La investigación judicial que sigue el rastro del dinero municipal que presuntamente se apropió el gerente del polideportivo de Ibi, detenido por malversación, tiene una ingente tarea por delante. Al parecer, el detenido, Antonio López Belda, formaba parte de una comunidad de inversores por internet en la que pudo multiplicar sus ganancias con el dinero supuestamente sustraído de las arcas municipales.
Según fuentes próximas a la investigación, los agentes de la Guardia Civil, tras rastrear las cuentas bancarias del imputado, se han topado con transferencias por valor de decenas de miles de euros al extranjero. En concreto, los investigadores han encontrado envíos de importantes cantidades de dinero a EEUU, Chipre, Suiza, Uruguay y Nueva Zelanda
No obstante, se trata de unas pesquisas muy laboriosas, porque es necesario enviar lo que se denomina comisiones rogatorias a las autoridades de estos países para que faciliten todos los datos sobre las cuentas a las que fue a parar este dinero, según explicaron fuentes próximas al caso.

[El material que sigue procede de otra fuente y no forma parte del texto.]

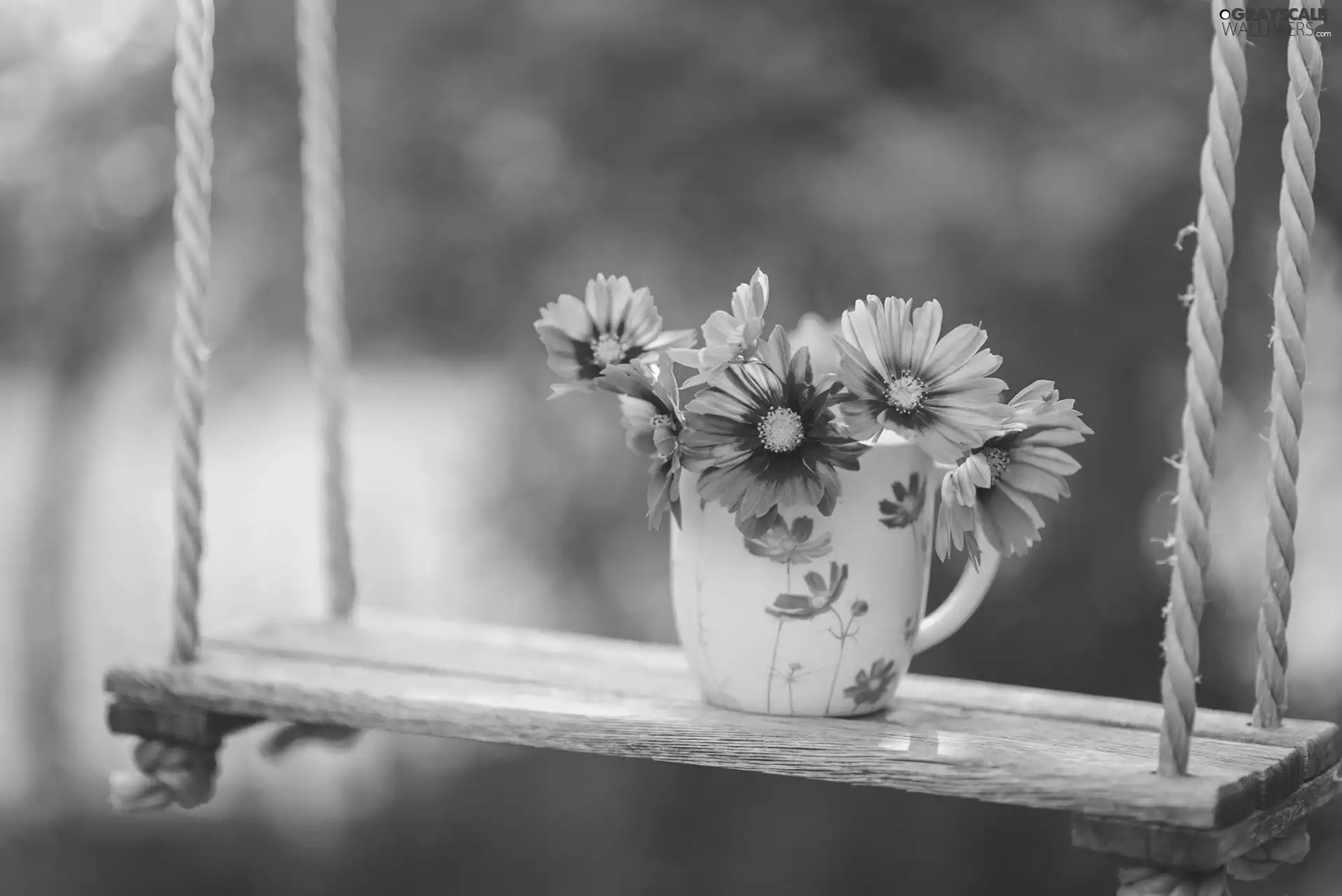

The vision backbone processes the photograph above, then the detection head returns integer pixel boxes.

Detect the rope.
[1118,818,1310,896]
[172,0,215,663]
[1160,0,1248,775]
[261,0,360,759]
[1253,1,1323,728]
[296,0,356,620]
[111,740,219,811]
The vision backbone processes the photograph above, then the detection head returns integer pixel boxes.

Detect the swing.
[105,0,1342,893]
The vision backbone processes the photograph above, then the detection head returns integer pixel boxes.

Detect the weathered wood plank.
[210,609,1342,779]
[108,613,1336,833]
[109,653,1240,828]
[1072,763,1342,871]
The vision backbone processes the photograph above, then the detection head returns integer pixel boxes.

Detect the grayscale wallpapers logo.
[1221,7,1333,38]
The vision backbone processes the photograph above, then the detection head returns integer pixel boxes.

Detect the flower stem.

El exgerente del polideportivo, Antonio López Belda, fue detenido por la Guardia Civil el pasado mes de abril por los delitos de falsedad documental, malversación de caudales públicos y blanqueo de capitales. El propio Ayuntamiento de Ibi le denunció al sospechar que se estaba quedando con la recaudación del polideportivo, entre otras irregularidades, aunque él sostenía que eso fue una venganza por destapar la presunta contabilidad paralela por la que está imputada la exedil de Deportes, Ana Sarabia.
Lo cierto es que, según fuentes próximas a la investigación, el juzgado de Ibi que investiga al gerente tiene en su poder una grabación de las cámaras de seguridad en la que se ve al imputado abriendo la caja y llevándose fajos de billetes que esconde entre su ropa interior.
Asimismo, la Guardia Civil le acusad de hacerse pasar por el responsable de una empresa de Málaga, elaborar una presunta factura falsa de 47.000 euros y posteriormente desviar ese dinero cobrado a una cuenta bancaria a nombre de su hija, que tan solo tenía cinco años.
Tras la denuncia inicial de los hechos por parte del Ayuntamiento de Ibi, que estima el perjuicio en más de 150.000 euros, los investigadores comprobaron que desde mediados de 2010 no se habían ingresado las tasas del polideportivo.